Thursday, 18 September 2014

Boy Inside the Man - Movie Review Boyhood

The other night Chris and I went out to see Richard Linklater's film Boyhood.  This groundbreaking movie was filmed over several weeks a year for 12 years as we watch main character Mason grow-up in front of our eyes.  The script had input from all of the actors through the entire process with scenes being written often the night before they were filmed each and every year.

Here's a quote from Ethan Hawke on the movie, "I play the father, and it's Tolstoy-esque in scope. I thought the BEFORE series was the most unique thing I would ever be a part of, but Rick has engaged me in something even more strange. Doing a scene with a young boy at the age of 7 when he talks about why do raccoons die, and at the age of 12 when he talks about video games, and 17 when he asks me about girls, and have it be the same actor - to watch his voice and body morph - it's a little bit like timelapse photography of a human being. I can't wait for people to see it."



Movie Review:  Boyhood


Summary
As I clock in more and more hours on my parental time card, I have a broader point of reference of what it means to be a parent.  In the past I have credited my generation's (Generation Xennial - not quite a Gen X or a Millennial)  arrested development as evident by the portrayal of parenthood as inherently uncool.  Boyhood is about "Boy" Mason growing up, but it also tackles issues of adult maturation as portrayed by Ethan Hawke and Patricia Arquette who play Mason's parents.
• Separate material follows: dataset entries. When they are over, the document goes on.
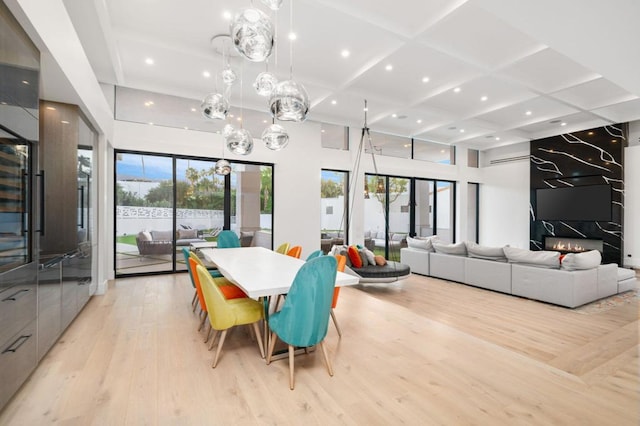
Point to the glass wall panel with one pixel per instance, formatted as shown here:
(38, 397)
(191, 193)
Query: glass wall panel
(424, 209)
(144, 213)
(334, 205)
(252, 204)
(199, 204)
(445, 211)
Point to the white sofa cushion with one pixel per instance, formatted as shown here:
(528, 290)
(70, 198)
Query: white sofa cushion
(424, 243)
(485, 252)
(586, 260)
(457, 249)
(543, 259)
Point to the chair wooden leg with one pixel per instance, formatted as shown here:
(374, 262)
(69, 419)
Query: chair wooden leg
(220, 343)
(202, 321)
(256, 328)
(291, 361)
(194, 300)
(326, 358)
(272, 345)
(213, 339)
(335, 322)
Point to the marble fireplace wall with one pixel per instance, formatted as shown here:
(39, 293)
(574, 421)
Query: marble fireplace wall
(588, 157)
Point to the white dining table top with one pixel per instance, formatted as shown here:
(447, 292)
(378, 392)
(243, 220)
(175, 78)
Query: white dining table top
(260, 272)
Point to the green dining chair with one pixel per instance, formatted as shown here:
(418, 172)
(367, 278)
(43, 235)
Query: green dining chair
(304, 317)
(228, 239)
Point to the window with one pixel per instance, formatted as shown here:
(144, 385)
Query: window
(334, 213)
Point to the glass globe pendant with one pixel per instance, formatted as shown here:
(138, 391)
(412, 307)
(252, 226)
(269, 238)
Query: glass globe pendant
(289, 101)
(252, 34)
(222, 167)
(265, 83)
(272, 4)
(275, 137)
(240, 142)
(215, 106)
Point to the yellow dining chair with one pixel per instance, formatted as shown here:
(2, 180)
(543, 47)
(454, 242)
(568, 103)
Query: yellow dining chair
(342, 262)
(295, 251)
(283, 248)
(225, 314)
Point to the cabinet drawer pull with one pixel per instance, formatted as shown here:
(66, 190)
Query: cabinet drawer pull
(17, 295)
(17, 343)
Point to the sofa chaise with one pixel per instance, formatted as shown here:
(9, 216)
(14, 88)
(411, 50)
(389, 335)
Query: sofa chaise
(538, 275)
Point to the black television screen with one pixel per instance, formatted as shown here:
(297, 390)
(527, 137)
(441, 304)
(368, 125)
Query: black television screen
(577, 203)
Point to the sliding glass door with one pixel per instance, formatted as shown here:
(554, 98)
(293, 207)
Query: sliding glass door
(165, 203)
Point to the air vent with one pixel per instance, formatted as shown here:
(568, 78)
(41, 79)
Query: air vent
(509, 159)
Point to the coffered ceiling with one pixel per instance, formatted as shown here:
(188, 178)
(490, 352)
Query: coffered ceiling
(476, 73)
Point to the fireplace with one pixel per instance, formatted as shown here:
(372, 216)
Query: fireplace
(571, 244)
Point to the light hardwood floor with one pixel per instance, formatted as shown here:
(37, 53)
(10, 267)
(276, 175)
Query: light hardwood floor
(421, 351)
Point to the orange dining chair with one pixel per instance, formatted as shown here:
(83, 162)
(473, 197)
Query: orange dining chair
(225, 314)
(342, 262)
(283, 248)
(295, 251)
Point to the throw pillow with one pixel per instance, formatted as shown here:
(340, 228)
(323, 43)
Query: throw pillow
(363, 257)
(543, 258)
(380, 260)
(586, 260)
(457, 249)
(354, 256)
(484, 252)
(370, 256)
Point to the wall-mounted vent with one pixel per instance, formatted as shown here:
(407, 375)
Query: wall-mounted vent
(510, 159)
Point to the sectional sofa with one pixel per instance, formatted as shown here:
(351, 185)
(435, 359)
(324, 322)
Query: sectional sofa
(538, 275)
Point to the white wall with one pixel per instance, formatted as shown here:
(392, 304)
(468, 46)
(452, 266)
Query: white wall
(631, 253)
(504, 198)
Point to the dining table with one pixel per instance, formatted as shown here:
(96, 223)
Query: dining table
(261, 272)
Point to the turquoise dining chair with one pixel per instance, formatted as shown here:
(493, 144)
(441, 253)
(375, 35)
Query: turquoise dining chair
(228, 239)
(315, 254)
(304, 317)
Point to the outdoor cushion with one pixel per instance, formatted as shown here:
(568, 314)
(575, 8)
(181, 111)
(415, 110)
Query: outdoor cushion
(586, 260)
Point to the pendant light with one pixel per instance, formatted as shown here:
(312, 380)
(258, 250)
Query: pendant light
(252, 34)
(289, 100)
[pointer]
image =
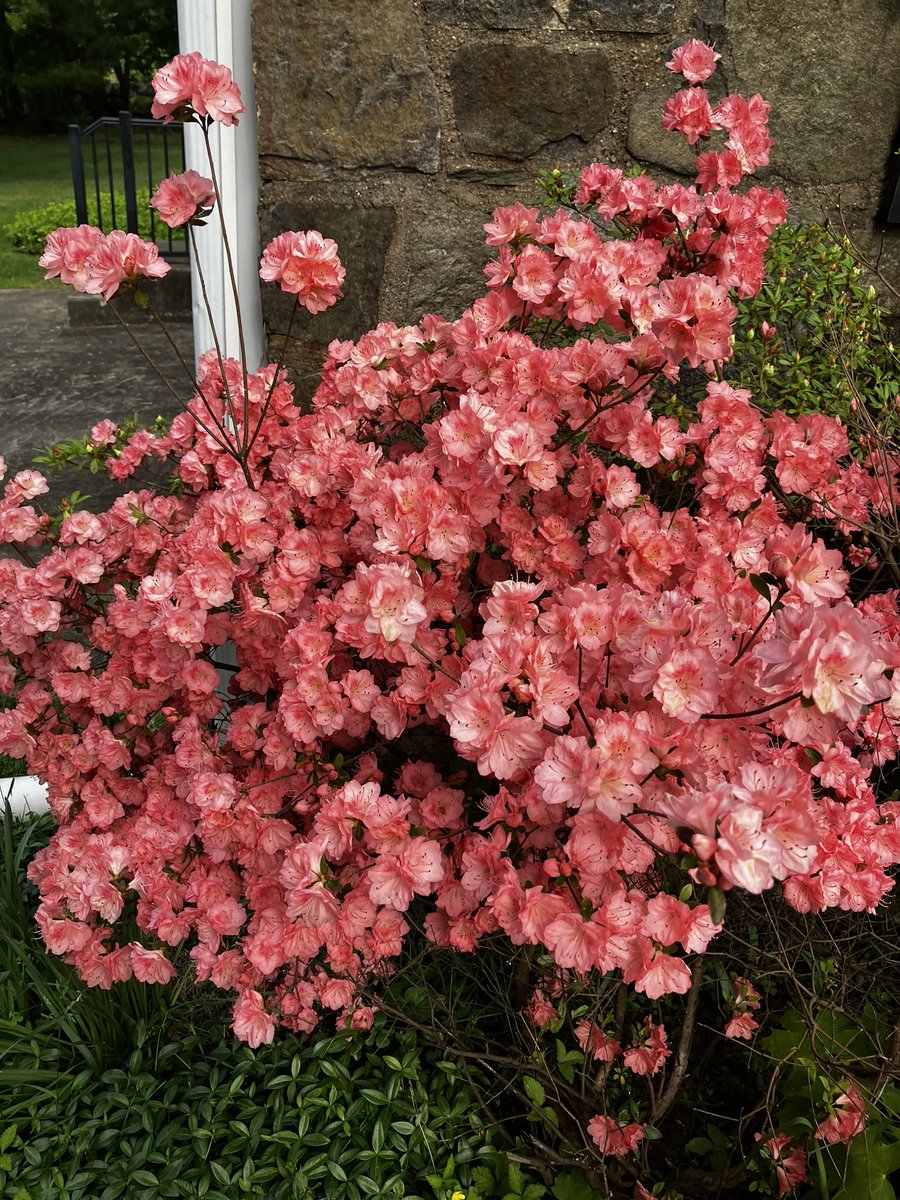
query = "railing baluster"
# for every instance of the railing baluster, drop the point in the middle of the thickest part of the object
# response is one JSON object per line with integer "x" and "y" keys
{"x": 131, "y": 201}
{"x": 126, "y": 124}
{"x": 111, "y": 177}
{"x": 75, "y": 156}
{"x": 96, "y": 178}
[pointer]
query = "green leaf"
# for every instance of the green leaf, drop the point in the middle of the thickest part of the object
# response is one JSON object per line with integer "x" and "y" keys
{"x": 761, "y": 586}
{"x": 715, "y": 899}
{"x": 699, "y": 1146}
{"x": 573, "y": 1186}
When I was younger I loved the movie Reality Bites, particularly Hawke's dreamy Troy Dyer, for his slacker approach of sticking it to the man and being way too smart for his BS retail job, but not committed enough to do anything bigger or better for himself or anyone else - other than be cool guy Troy Dyer.  Today I can't watch that movie without cringing because I don't "get" broody Troy any more and have a growing affinity for sell-out, corporate Ben Stiller's character Michael who represents everything my generation is supposed to hate.   This movie embraces what happens when a "Troy Dyer" type has a kid and then eventually, slowly grows up alongside him and for this it is truly brilliant.  Both Reality Bites and Boyhood are set in Texas - coincidence, probably entirely, but in my opinion serendipitously so.  I believe that the generations before us struggled about becoming grown-ups just as much as we do, they just don't complain about it constantly.  Maybe that's going to be our trademark.

Best Parts of the Movie
I love photo albums.  I think I'm one of the only people I know who still prints and keeps photo albums.  This movie is like a live action photo album where you get to watch the good, the bad and the ugly of growing up - with moments that most albums and social media just don't capture. Arquette is wonderful as a struggling, mostly single, mom in a way that is sometimes painful to watch.   The growth of Hawke as Mason Sr. into manhood and real fatherhood is the unsung subplot of this journey.  It's an interesting choice that Linklater's daughter is a family member along for the ride as Mason's older sister Sam with a natural fraternal chemistry between the two actors.  The soundtrack is a definite highlight with music from each specific year and new and old classics including: Gotye, Wilco, Flaming Lips, Cold Play, Bob Dylan and Arcade Fire.

Worst Parts of the Movie
I would argue that the actors got stronger in their performance as the time line continued and as they aged, however the actors have had years to get inside the heads of these characters by the time the film comes to an end.  I struggled with the mixed messaging about drinking surrounding the romantic partners that Arquette chose and the way they plagued her family's lives - but this may have made the character seem more real, I haven't quite decided yet.

When would I Let Molly and Jack watch this movie?
I'd say this is a PG 13 type of movie that I would be comfortable with Molly and Jack watching as they approach their teen years and I don't know how much interest they would have before that anyway.

Overall Rating
This movie is a trailblazing accomplishment that the entire cast should be proud of.  If you are expecting pivotal plot points or a definite climax, this isn't the movie for you.  If you want a cinematic experience that's more about the journey then the destination, strap yourself in, you're going to enjoy it and all of its beauty.  I would rate this movie 4.5/5.